Mr. Barnhart, who owns a chain of five West Virginia grocery stores, said sales are booming in his Martinsburg store, which is in spitting distance of I-81, because he's drawing customers from as far as 50 miles away.

"This is no longer a little hick town," he said.

But 15 miles down scenic Route 9, his grocery store in Ranson is suffering. The Ranson store draws customers from only a seven-mile radius, and "everybody [there] is in a frenzy with what is going to happen to the racetrack in Charlestown."

The racetrack, the area's largest employer, was shut down late last year because of financial difficulties. Although it has since reopened, many locals worry because the track has continued to lose business, including some of its best-known races.

Indeed, said John DeFries, Ranson's city administrator, Ranson has only begun to feel the pull of the Washington economy. And many residents are fighting the Washington-Baltimore influence.
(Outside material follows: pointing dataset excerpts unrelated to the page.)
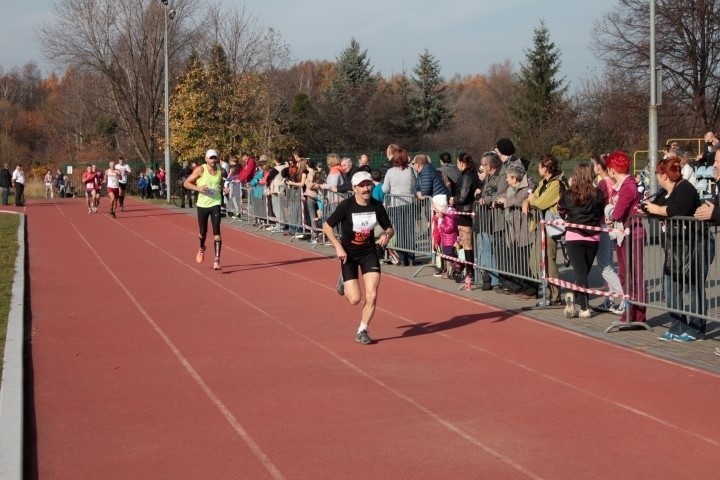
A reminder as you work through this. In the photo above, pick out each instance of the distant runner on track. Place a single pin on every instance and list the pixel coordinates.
(207, 181)
(357, 217)
(124, 170)
(88, 180)
(112, 180)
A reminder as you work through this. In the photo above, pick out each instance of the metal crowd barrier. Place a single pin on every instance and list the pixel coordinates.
(411, 219)
(235, 201)
(677, 258)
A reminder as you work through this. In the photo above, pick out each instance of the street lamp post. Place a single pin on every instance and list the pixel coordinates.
(167, 106)
(654, 102)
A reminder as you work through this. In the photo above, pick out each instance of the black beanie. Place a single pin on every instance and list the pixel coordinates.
(505, 146)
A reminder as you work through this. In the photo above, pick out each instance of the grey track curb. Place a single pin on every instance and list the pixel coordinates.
(11, 390)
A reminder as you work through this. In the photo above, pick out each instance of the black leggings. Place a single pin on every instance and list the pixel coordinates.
(213, 213)
(582, 255)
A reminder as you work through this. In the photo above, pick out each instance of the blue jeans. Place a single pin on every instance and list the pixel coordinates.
(486, 253)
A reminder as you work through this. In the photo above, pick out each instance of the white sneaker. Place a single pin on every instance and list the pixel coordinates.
(570, 310)
(620, 309)
(606, 306)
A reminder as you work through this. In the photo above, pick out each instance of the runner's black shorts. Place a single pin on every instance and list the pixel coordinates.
(368, 262)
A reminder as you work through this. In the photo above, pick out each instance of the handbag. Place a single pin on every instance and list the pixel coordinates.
(681, 250)
(553, 230)
(438, 258)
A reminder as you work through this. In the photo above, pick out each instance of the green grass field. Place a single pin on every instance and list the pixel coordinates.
(8, 252)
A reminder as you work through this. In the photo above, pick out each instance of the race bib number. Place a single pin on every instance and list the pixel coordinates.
(363, 227)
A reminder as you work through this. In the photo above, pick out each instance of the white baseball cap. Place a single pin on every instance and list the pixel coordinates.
(360, 177)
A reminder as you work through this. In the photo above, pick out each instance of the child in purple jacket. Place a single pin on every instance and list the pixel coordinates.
(445, 231)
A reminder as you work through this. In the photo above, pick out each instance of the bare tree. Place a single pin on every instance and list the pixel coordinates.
(122, 41)
(240, 36)
(687, 46)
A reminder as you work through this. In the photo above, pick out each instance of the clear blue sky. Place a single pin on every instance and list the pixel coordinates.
(465, 36)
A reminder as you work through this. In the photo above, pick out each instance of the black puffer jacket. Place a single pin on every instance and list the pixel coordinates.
(590, 214)
(464, 194)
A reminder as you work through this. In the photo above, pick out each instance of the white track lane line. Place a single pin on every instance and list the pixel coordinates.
(436, 417)
(229, 417)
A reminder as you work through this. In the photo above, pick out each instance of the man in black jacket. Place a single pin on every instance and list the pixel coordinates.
(5, 184)
(463, 199)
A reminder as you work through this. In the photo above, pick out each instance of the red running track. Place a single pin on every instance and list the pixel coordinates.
(146, 366)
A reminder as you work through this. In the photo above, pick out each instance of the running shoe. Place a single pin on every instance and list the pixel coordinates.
(619, 310)
(363, 338)
(686, 337)
(666, 337)
(570, 310)
(340, 285)
(607, 306)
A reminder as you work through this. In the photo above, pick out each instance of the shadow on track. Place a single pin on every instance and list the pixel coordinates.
(452, 323)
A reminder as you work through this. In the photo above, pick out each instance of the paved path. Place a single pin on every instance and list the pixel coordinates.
(146, 365)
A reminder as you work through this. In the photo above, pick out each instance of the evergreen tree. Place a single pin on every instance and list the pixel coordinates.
(346, 114)
(353, 70)
(428, 103)
(302, 121)
(541, 109)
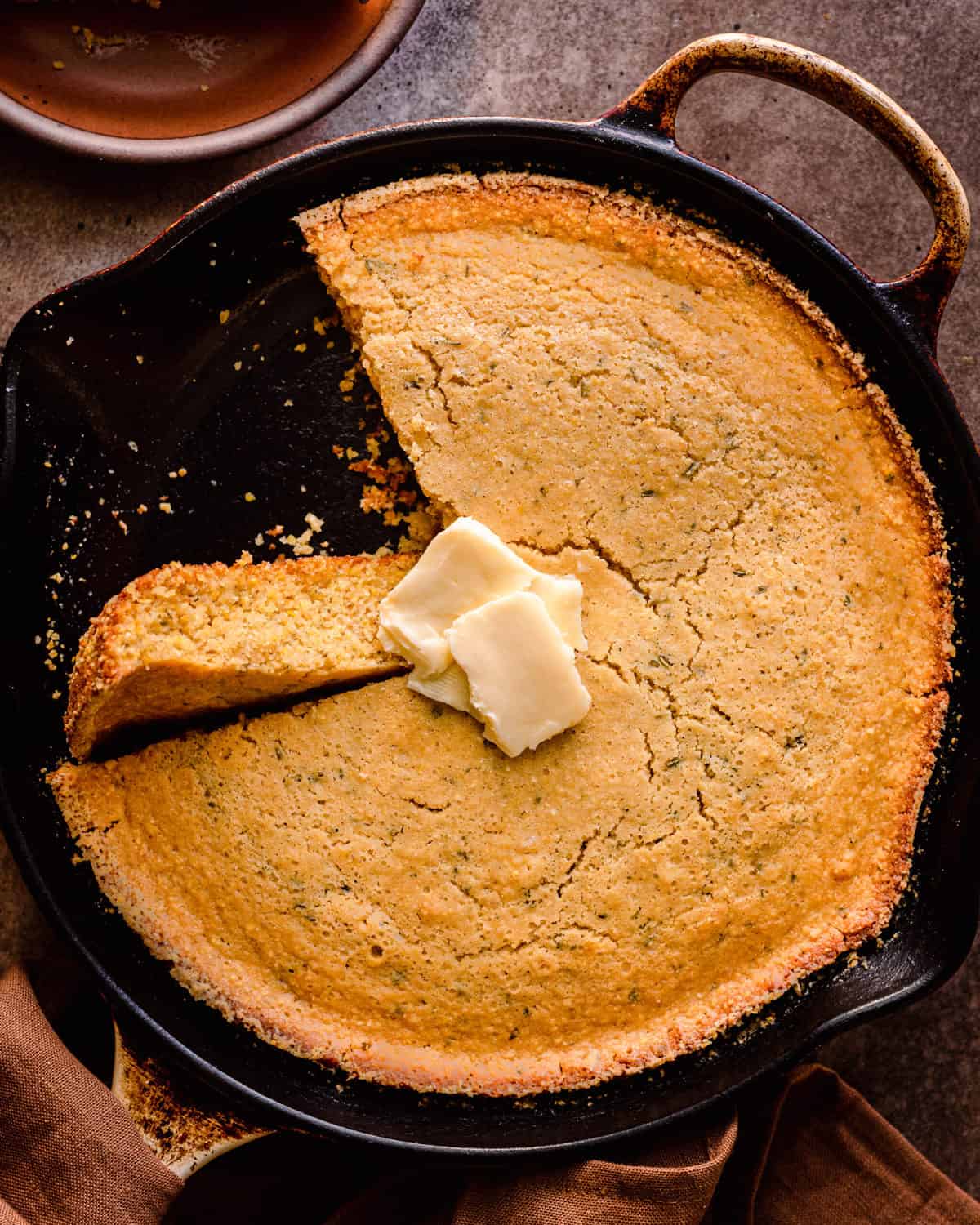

While wages are low here -- the average local job pays $5 to $6 an hour, he said -- so are prices.

Mr. DeFries proudly notes that he can buy a 38-cent cup of coffee to go at Billie's Restaurant, across the street from the town hall. And young couples can buy new homes in developments near town for $65,000.

"I'm apprehensive", he says, about the government's slow but inexorable move to declare his town part of a megalopolis. For if inflation statistics start, are other statistics, like crime, soon to follow, he wonders.

But, he said the inflation index decision may reflect an underlying reality.

He himself is an escapee from the Washington area. His own daughter travels to Gaithersburg to work. It may be just a matter of time before Ranson does becomes a Washington suburb, he conceded.

"You can't stop progress," he said.

Hubert Wills, however is trying his best to ignore it.

Mr. Wills, part owner of H&D; Feed and Supply in Ranson, doesn't pay much attention to the big cities to the north and east. He figures he last visited Washington perhaps 20, 25 years ago.

And he certainly doesn't feel like a Baltimorean.

His opinion about Robert Irsay? "Who's he?"